A day after Carrick Felix’s sudden de-commitment from Duke, mystery continues to abound as to who or what—exactly—was the impetus for the sudden change. Various college basketball outlets and message boards postulated that grades, tricky transfer credit issues, or even sheer distance from Idaho to Durham may have played into Felix’s choice.
But the likely cause is much simpler. The ubiquitously great blog The Dagger noted today that the return of Kyle Singler—and the concomitant effect of less available playing time at the small forward position—made Felix re-think his commitment to the Blue Devils.
OK. Playing time, the primal need of all blue-chippers, was the root cause. And we understand. You only get one chance to go from unheard-of JuCo star from the wild west to a high-flyer at a D-1 school. Felix is being realistic here. Coach K’s bench is usually short, with the rotation usually whittled down to seven or eight players by season’s end—the Title run is case in point.
And next year’s pool of talent is outlandishly deep.
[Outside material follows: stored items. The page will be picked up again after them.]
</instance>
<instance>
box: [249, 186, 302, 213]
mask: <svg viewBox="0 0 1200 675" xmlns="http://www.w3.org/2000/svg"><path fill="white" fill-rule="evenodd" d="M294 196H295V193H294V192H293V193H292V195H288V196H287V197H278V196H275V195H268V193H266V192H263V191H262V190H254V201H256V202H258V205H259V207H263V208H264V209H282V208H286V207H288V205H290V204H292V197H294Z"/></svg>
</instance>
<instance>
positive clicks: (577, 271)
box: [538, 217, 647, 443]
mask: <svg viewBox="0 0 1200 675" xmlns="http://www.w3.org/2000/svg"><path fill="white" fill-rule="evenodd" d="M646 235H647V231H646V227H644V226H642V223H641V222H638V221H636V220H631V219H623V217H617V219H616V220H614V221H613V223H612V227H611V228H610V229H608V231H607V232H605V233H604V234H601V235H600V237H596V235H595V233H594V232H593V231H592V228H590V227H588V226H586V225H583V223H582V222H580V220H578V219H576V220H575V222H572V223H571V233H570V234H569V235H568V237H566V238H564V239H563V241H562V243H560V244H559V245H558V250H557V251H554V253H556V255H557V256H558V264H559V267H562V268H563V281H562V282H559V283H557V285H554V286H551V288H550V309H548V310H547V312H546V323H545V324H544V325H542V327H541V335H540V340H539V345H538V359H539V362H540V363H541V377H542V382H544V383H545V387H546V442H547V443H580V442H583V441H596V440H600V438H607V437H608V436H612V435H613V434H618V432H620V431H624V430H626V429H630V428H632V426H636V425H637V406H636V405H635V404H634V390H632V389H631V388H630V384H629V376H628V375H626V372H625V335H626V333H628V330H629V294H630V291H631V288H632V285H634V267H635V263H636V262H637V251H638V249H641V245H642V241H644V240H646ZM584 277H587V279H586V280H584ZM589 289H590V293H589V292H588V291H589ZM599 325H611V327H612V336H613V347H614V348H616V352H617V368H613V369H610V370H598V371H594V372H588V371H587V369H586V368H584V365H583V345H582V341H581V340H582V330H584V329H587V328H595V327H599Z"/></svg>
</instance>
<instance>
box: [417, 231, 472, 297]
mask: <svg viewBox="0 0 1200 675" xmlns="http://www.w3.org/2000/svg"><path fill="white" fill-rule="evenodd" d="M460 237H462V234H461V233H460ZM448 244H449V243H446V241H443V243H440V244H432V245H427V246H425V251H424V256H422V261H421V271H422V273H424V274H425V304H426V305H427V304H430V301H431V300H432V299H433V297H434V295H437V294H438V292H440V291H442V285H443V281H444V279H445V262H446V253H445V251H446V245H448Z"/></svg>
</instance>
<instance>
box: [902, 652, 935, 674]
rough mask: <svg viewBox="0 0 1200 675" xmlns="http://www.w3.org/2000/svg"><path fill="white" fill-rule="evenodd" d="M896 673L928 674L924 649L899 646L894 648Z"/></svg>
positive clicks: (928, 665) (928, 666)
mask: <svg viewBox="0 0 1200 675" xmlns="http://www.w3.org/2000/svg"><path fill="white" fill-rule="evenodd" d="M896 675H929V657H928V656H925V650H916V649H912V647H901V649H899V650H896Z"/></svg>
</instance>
Even if Felix would have been Singler’s only ‘natural’ backup—he’s 6 foot 6—there’s no telling exactly how much burn he would get. Perhaps during Singler’s rest periods K would prefer to go small with Irving, Smith and Curry/Dawkins, leaving a combination of Plumtrees, Kelly and Josh Hairston to man the paint. It is foreseeable that Felix could be bumped from the lineup due to sheer plenitude of players, at least during the first of his three seasons of eligibility.
So, with K’s first JuCo recruit suddenly out of the picture, where does Duke stand? I’m not too worried about Kyle’s stamina—the Iron Man-esque performance he put on en route to Tournament M.O.P. dispelled the myth that Singler ‘tires out’ at the end of the season. As I said above, even with Kyle out of the game we will have ample speed and scoring ability with the five-headed guard core. The 2010-11 Devils will have plenty of firepower, Felix or no Felix.
The open scholarship also opens up options for the next two recruiting classes.We currently have two players in the truck for 2011: power forward Tyler Adams and wing Michael Gbinije. The coaching staff is also going hard after two of the top 5 prospects in the country—forward Quincy Miller and combo guard Austin Rivers. Many people, including Rivers’ AAU coach, think that the son of Doc will land in Durham. Miller is more nebulous, and his ties to John Calipari and Kentucky are strengthening.
Best case scenario, we land Miller and Rivers to go along with Gbinije and Adams. That’d likely be a top-3 recruiting class along with the hauls of Kentucky and UNC, each of which have already scored commitments from top-10 talents for 2011.
If Miller winds up in Lexington, we have another spot open for the 2011 class. I suggest we go no-holds-barred after 2011 five-star point guard Quinn Cook. Cook is from the Duke recruiting hotbed D.C.-Maryland-Virginia area, plays in the famed DeMatha program, and is a close friend of Nolan Smith. So Cook has ties to Duke, and let’s be honest—Kyrie Irving will be in the position to jump to the NBA after two seasons in Durham. “Duke point guard” is a legendary title for an athlete, and Cook is a great option to pair with Tyler Thornton should Irving jet to the league earlier than expected.
So in the end, Felix’s surprise non-matriculation will not hurt Duke that much. The extra scholarship will be useful in the next two classes of recruits—2012 is particularly loaded at the wing position. Nonetheless, it is unfortunate that this didn’t work out. Felix will find his niche at some school—probably out west somewhere—but he probably won’t get the chance to play for a coach like K or for a team as high profile as Duke. I feel like Carrick would have earned a healthy chunk of minutes by the 2011-12 season, but perhaps the young man wants to start right away. We wish him good luck in his NCAA career.